国際機関Financial Planning Standards Board Ltd. (FPSB) には、世界のCFP認定組織が加盟しています。フランスで加盟しているのはCONSEILS EN GESTION DE PATRIMOINE CERTIFIES (CGPC) という組織です。CGPCには資産運用に関する試験に合格したConseiller en Gestion de Patrimoine達が会員として登録しています。このConseiller en Gestion de Patrimoine (日本語に訳すと『資産運用アドバイザー』)が、フランスのファイナンシャル・プランナーに当たる職業名なのです。今回のコラムではフランス版FP業である、Conseiller en Gestion de Patrimoine(以下CGPと呼ぶ)の業務に関する規制についてご紹介します。

CFP業務に関わる資格・規制

CGPを職業とするに当たっての規制は、現在のところ存在しません。しかしCGPが行ういくつかの業務に対しては、次のような規制が存在します。

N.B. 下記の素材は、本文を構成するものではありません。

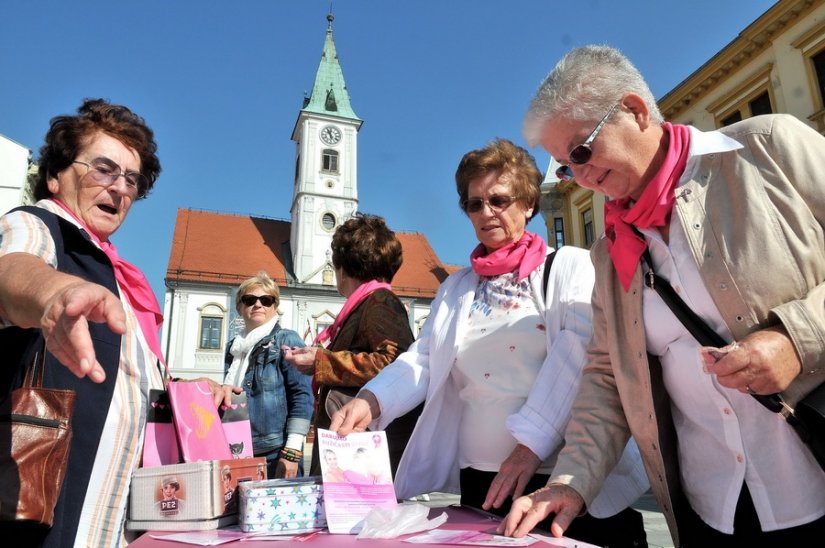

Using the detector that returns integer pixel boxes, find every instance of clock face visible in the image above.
[321,126,341,145]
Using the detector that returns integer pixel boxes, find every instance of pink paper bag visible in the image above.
[142,389,180,468]
[168,381,232,462]
[218,392,253,459]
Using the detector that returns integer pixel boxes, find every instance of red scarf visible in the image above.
[470,230,547,282]
[604,122,690,291]
[312,280,392,344]
[50,198,166,365]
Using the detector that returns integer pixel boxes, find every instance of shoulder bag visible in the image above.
[0,342,75,527]
[644,249,825,470]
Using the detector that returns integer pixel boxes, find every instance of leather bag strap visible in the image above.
[642,248,799,420]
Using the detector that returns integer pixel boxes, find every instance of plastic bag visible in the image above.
[357,504,447,538]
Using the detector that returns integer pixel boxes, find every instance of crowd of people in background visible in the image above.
[0,40,825,547]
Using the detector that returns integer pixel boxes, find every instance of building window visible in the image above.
[708,64,776,127]
[811,49,825,103]
[200,316,223,350]
[582,209,593,247]
[553,217,564,249]
[321,148,338,173]
[321,213,336,232]
[295,154,301,185]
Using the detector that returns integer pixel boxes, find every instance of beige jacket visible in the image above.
[554,115,825,546]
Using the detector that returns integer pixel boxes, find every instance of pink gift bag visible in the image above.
[142,388,180,468]
[218,392,253,459]
[167,381,232,462]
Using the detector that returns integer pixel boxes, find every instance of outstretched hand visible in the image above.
[481,443,541,510]
[281,345,318,375]
[329,390,380,436]
[702,325,802,394]
[40,282,126,383]
[496,483,584,537]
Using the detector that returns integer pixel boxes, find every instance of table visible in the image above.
[129,506,562,548]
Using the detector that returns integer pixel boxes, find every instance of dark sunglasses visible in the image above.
[556,103,621,181]
[464,194,517,213]
[241,295,275,308]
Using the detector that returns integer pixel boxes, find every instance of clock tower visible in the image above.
[289,13,363,285]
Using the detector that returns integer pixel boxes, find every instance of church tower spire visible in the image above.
[289,13,363,284]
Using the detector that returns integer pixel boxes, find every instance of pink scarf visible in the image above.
[470,230,547,282]
[604,122,690,291]
[50,198,166,365]
[312,280,392,344]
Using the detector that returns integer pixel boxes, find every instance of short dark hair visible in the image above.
[34,99,160,200]
[455,139,542,219]
[332,213,403,283]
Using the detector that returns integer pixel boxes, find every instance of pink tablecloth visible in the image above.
[129,506,547,548]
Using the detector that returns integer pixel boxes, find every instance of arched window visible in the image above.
[198,304,226,350]
[321,148,338,173]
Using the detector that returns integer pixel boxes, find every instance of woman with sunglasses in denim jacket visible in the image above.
[199,272,313,478]
[331,139,648,548]
[496,45,825,547]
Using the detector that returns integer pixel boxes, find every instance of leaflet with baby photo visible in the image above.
[315,429,397,534]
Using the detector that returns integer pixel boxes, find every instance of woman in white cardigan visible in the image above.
[331,139,648,547]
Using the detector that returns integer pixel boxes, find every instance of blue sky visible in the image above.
[0,0,774,301]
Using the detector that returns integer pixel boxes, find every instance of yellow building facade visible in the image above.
[541,0,825,248]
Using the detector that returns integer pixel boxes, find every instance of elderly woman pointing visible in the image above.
[0,99,163,546]
[331,139,647,547]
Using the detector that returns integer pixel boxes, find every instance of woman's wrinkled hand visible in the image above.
[188,377,243,409]
[40,282,126,383]
[496,483,584,537]
[702,326,802,394]
[481,443,541,510]
[329,390,380,436]
[281,345,318,376]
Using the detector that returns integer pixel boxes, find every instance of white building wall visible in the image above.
[161,278,430,381]
[0,135,31,214]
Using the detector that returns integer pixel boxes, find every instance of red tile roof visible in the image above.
[166,209,461,298]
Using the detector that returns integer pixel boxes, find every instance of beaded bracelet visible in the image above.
[280,447,304,462]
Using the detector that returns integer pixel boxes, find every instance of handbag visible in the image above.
[643,249,825,470]
[0,343,75,527]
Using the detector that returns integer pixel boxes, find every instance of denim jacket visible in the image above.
[224,323,314,456]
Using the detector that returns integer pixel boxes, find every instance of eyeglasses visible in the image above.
[463,194,518,213]
[72,157,149,198]
[556,103,621,181]
[241,295,275,308]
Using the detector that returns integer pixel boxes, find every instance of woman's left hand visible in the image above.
[275,459,298,478]
[281,345,318,375]
[705,326,802,394]
[481,444,541,510]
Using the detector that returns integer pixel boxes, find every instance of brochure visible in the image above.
[315,429,397,534]
[404,529,538,546]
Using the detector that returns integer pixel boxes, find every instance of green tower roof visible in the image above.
[301,13,360,120]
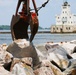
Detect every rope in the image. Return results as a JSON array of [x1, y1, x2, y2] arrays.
[[30, 0, 49, 12]]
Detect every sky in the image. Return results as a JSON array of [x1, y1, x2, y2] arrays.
[[0, 0, 76, 28]]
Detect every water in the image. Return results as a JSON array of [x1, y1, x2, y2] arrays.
[[0, 33, 76, 45]]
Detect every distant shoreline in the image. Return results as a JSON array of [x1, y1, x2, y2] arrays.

1. CIF (CONSEILLERS EN INVESTISSEMENTS FINANCIERS) 《金融投資アドバイザー》

金融資産運用アドバイスを受ける側の人たちの保護や、そのアドバイスの質の向上を目指し、仏金融市場庁(AMF)が2005年から規制をかけ始めたのがこのCIFという業務です。CIFとして認定されるためには、まず次の3つの条件、1)法律・経済を専門とした高度な学歴、及びそれに準ずる学歴をフランスで取得していること、2)株・債券・為替などに関する十分な職業研修を受けていること、3)金融商品に関わる業務に2年以上携わった経験がある、のいずれかを満たしていなければならなりません。更に仏金融市場庁に承認された6つのCGP組織のどれかに所属し、一定以上の金額をカバーする損害保険に加入しなければならない、など様々な条件があります。仏金融市場庁が認めているCGP組織に加入する際に、各組織はその人が十分な経験・資格を持つ者かどうかを厳重にチェックします。審査を通過すると、CGP組織を通じて仏金融市場庁に登録依頼が行われます。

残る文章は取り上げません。